When we immediately name values:

val (description, color) = when { degrees < 5 -> "cold" to Color.BLUE degrees < 23 -> "mild" to Color.YELLOW else -> "hot" to Color.RED }

To represent an aggregate that is not known in advance, as is commonly the case in standard library functions:

val (odd, even) = numbers.partition { it % 2 == 1 } val map = mapOf(1 to "San Francisco", 2 to "Amsterdam")

In other cases, we prefer data classes. Take a look at an example: let’s say that we need a function that parses a full name into a name and a surname. One might represent this name and surname as a Pair<String, String>:

fun String.parseName(): Pair<String, String>? { val indexOfLastSpace = this.trim().lastIndexOf(' ') if (indexOfLastSpace < 0) return null val firstName = this.take(indexOfLastSpace) val lastName = this.drop(indexOfLastSpace) return Pair(firstName, lastName) } // Usage fun main() { val fullName = "Marcin Moskała" val (firstName, lastName) = fullName.parseName() ?: return }

The problem is that when someone reads this code, it is not clear that Pair<String, String> represents a full name. What is more, it is not clear what the order of the values is, therefore someone might think that the surname goes first:

val fullName = "Marcin Moskała" val (lastName, firstName) = fullName.parseName() ?: return print("His name is $firstName") // His name is Moskała

To make usage safer and the function easier to read, we should use a data class instead:

data class FullName( val firstName: String, val lastName: String ) fun String.parseName(): FullName? { val indexOfLastSpace = this.trim().lastIndexOf(' ') if (indexOfLastSpace < 0) return null val firstName = this.take(indexOfLastSpace) val lastName = this.drop(indexOfLastSpace) return FullName(firstName, lastName) } // Usage fun main() { val fullName = "Marcin Moskała" val (firstName, lastName) = fullName.parseName() ?: return print("His name is $firstName $lastName") // His name is Marcin Moskała }

This costs nearly nothing and improves the function significantly:

The return type of this function is more clear.
The return type is shorter and easier to pass forward.
If a user destructures variables with correct names but in incorrect positions, a warning will be displayed in IntelliJ.

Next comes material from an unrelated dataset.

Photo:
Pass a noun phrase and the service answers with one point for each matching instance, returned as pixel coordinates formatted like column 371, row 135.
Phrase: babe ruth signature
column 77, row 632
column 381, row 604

If you don’t want this class in a wider scope, you can restrict its visibility. It can even be private if you only need to use it for some local processing in a single file or class. It is worth using data classes instead of tuples. Classes are cheap in Kotlin, so don’t be afraid to use them in your projects.

Summary

In this chapter, we've learned about Any, which is a superclass of all classes. We’ve also learned about methods defined by Any: equals, hashCode, and toString. We’ve also learned that there are two primary types of objects. Regular objects are considered unique and do not expose their details. Data class objects, which we made using the data modifier, represent bundles of data (we keep them in primary constructor properties). They are equal when they hold the same data. When transformed to a string, they print all their data. They additionally support destructuring and making a copy with the copy method. Two generic data classes in Kotlin stdlib are Pair and Triple, but (apart from certain cases) we prefer to use custom data classes instead of these. Also, for the sake of safety, when we destructure a data class, we prefer to match the variable names with the parameter names.

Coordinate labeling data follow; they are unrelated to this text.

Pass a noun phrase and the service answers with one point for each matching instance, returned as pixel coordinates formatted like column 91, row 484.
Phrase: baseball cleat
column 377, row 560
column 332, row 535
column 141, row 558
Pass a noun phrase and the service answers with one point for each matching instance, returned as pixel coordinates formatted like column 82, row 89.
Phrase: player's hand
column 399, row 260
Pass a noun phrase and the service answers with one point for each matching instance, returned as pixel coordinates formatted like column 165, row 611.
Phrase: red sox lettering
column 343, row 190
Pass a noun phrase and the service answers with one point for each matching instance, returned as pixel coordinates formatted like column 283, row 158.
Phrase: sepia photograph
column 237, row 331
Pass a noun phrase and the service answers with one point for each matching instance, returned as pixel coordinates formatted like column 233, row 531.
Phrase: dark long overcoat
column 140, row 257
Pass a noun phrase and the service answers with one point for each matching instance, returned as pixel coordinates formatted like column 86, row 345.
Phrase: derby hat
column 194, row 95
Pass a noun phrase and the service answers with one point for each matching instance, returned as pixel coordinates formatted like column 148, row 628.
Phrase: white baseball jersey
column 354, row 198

Now, let's move on to a topic dedicated to special Kotlin syntax that lets us create objects without defining a class.

These are Item 42: Respect the contract of equals and Item 43: Respect the contract of hashCode.

This type of class is so popular that in Java it is common practice to auto-generate equals, hashCode, and toString in IntelliJ or using the Lombok library.

Kotlin had support for tuples when it was still in the beta version. We were able to define a tuple by brackets and a set of types, like (Int, String, String, Long). What we achieved behaved the same as data classes in the end, but it was far less readable. Can you guess what type this set of types represents? It can be anything. Using tuples is tempting, but using data classes is nearly always better. This is why tuples were removed, and only Pair and Triple are left.

So Any is an analog to Object in Java, JavaScript or C#. There is no direct analog in C++.